Business of Benefits

Business of Benefits


Volunteer First Responders, LOSAP and the CARES Act

April 22, 2020

What is the CARES impact on LOSAPs: None.


LOSAPS. They act as a sort of gratuitous payment arrangement which local fire districts adopt under either state or local laws the deferral of a payment of up to $6,000 per year for volunteers providing fire fighting and prevention services, emergency medical services, and ambulance services. They really are odd programs, a sort of amalgamation of a number of different rules. Cheryl Press authored a very useful PLR on these programs, which I invite you to review. I’m also providing a link to one of the leading LOSAP programs which is available nationally, at LOSAP.com


So now, as COVID-19 inexorably moves out of the large cities to smaller and rural communities, it is these volunteers who will be faced with the extraordinary tasks arising from handling people affected by the virus. These volunteer departments have minuscule budgets, and are unlikely to have the resources to get all of the equipment they will need to handle COVID.

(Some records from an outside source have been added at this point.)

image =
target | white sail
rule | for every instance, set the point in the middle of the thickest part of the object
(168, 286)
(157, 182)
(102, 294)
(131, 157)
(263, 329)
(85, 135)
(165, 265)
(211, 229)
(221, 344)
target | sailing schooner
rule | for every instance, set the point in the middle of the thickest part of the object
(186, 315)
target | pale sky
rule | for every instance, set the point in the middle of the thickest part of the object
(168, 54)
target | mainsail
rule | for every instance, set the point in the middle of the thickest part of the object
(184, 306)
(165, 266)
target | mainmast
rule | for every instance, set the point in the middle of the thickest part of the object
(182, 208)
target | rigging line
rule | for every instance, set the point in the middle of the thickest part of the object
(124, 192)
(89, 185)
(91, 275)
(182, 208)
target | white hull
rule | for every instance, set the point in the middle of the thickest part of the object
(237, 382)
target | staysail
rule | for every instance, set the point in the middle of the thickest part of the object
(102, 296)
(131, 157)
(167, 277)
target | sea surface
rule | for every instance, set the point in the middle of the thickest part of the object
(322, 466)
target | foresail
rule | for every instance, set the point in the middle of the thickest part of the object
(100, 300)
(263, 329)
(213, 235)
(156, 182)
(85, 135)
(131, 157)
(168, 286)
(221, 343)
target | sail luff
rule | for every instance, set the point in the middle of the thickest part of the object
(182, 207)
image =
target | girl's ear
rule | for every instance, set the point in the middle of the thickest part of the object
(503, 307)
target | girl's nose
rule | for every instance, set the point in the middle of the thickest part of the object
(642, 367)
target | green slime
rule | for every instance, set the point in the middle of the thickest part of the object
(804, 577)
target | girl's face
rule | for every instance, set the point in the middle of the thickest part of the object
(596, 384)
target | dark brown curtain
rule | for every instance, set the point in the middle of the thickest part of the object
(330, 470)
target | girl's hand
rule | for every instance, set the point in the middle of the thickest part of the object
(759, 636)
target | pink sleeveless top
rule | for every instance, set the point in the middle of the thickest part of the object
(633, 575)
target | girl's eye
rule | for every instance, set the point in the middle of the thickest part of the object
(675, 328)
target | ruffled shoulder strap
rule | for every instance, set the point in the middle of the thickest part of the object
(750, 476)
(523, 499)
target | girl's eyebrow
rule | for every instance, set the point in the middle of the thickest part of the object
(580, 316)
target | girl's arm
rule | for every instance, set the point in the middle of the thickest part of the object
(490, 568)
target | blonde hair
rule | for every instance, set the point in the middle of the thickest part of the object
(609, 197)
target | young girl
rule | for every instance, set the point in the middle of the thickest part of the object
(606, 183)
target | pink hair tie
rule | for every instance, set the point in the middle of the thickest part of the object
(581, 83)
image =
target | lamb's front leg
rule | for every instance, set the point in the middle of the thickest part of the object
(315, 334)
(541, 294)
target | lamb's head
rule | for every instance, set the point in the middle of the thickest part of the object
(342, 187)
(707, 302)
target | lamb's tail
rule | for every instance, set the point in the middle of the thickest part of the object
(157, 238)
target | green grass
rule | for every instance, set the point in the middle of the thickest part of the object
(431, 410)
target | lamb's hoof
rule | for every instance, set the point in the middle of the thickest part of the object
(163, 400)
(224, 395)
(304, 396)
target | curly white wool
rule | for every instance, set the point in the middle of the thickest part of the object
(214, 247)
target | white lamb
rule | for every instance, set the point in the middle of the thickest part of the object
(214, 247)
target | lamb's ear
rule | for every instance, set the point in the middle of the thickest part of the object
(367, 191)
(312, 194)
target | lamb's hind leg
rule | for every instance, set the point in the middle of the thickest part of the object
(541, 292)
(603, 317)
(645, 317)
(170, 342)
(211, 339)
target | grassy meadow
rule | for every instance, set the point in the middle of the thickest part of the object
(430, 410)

It follows that these volunteers will be impacted, some seriously so. The typical LOSAP will permit a withdrawal for “unforeseen emergencies.” Yet the new CARES Act distribution rules provides no relief for these distributions. The CARES Act does not allow the tax on LOSAP distributions to be spread over three years, like it does for the tax on distributions from other kinds of retirement plans. There is also no ability for the firefighter to repay the amount of those distributions back to the plan, as the CARES Act allows to be done for other types of retirement plans.


LOSAPs have existed under the radar for years. But these volunteers are about to be in the forefront now, and so will their LOSAP programs.